Monday, 29 June 2009

All In The Family

Finished As I Lay Dying by William Faulkner.

This novel has been called Faulkner's masterpiece - the introduction of the "stream of consciousness" novel; the start of Southern Gothic, if you will.

I enjoyed this novel, but couldn't put out of my head something I had read years earlier in The Onion (a satirical newspaper) - a spoof advice column entitled "Ask A Faulknerian Idiot Man-Child". The dialogue spoken by the "idiot man-child" very cleverly mirrors the style of speech Faulkner uses for most of his characters.
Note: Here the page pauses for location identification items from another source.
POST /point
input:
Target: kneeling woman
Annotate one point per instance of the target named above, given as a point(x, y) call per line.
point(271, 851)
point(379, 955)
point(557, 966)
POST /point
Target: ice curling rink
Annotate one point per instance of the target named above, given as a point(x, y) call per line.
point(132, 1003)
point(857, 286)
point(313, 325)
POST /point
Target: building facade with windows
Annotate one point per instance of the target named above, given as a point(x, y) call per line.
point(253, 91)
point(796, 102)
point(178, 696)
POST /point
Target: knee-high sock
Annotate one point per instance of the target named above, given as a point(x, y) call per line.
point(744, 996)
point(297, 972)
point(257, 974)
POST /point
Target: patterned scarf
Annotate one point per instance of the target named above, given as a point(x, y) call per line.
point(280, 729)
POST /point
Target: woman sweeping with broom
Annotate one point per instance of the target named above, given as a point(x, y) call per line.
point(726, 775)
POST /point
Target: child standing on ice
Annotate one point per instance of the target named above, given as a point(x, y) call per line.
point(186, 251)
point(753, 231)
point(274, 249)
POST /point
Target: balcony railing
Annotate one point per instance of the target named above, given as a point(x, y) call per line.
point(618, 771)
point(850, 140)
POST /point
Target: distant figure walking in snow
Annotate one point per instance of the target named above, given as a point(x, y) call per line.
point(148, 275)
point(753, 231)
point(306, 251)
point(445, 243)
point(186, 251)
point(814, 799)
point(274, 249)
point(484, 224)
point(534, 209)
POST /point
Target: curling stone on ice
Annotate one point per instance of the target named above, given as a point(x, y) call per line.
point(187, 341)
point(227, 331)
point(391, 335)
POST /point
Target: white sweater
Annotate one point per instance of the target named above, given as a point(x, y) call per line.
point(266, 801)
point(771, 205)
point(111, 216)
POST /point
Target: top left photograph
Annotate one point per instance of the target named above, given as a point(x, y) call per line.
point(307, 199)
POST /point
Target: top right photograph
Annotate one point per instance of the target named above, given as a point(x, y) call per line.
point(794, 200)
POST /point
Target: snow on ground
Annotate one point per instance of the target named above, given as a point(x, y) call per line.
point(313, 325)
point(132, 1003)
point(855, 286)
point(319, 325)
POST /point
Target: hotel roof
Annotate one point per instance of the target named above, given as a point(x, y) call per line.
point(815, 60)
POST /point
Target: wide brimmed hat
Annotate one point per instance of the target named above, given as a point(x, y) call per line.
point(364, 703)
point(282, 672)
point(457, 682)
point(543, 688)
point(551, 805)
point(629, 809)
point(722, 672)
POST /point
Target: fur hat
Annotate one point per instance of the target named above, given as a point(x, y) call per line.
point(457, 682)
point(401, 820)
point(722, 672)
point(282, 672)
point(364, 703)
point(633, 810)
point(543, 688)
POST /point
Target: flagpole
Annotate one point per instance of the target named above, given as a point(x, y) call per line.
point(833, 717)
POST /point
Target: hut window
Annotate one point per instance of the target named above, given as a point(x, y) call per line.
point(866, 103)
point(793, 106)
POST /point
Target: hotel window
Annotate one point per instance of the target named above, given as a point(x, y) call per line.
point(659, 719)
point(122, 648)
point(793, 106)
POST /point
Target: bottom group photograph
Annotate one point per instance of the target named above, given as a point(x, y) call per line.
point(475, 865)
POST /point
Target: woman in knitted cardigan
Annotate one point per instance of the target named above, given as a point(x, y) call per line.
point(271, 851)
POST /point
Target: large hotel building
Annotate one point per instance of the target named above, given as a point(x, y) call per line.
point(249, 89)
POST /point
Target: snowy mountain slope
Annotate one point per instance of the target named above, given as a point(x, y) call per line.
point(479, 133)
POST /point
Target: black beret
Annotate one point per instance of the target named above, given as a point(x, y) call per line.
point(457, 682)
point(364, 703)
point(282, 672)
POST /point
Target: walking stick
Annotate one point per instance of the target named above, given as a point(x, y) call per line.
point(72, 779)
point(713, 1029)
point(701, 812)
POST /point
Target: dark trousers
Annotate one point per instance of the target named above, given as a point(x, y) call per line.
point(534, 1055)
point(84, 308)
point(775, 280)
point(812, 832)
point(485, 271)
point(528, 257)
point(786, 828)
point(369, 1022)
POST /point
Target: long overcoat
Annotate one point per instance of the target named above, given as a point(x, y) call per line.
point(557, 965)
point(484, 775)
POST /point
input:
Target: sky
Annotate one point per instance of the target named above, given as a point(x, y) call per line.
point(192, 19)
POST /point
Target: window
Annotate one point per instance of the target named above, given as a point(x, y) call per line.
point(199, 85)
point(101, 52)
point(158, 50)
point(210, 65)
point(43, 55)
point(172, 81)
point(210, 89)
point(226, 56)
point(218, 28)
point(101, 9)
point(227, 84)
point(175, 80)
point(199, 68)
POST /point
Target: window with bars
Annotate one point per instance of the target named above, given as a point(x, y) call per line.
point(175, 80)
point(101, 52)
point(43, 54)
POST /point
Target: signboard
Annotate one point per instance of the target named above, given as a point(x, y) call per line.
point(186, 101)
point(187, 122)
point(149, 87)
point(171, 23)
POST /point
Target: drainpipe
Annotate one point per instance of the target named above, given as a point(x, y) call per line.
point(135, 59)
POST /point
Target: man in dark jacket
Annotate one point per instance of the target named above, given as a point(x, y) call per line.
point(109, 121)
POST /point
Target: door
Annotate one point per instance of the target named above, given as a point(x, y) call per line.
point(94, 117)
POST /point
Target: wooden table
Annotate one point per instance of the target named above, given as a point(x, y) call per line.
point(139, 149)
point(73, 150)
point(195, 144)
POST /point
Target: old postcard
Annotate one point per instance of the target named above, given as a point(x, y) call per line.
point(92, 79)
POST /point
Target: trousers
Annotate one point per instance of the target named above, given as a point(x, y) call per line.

Once I got past this (for the most part), I found As I Lay Dying to be moving, tragic, poetic. What seems to be a simple gesture to honor a family member's dying request is revealed through the many narrators (including the dying woman herself) to be a smaller part of a complex and tangled family web.

Nobody is perfect in the Bundren family - actually, far from it - but sympathies still run high even after secrets are revealed - infidelity, pregnancy, betrayal, even faking an illness. These characters' weaknesses only make them more human; more palpable; more real.

Faulkner's words bring the settings as well as the characters to life - one can feel the heat, smell the sweat, hear the rain. Stark beauty.

Up next: The 39 Steps by John Buchan.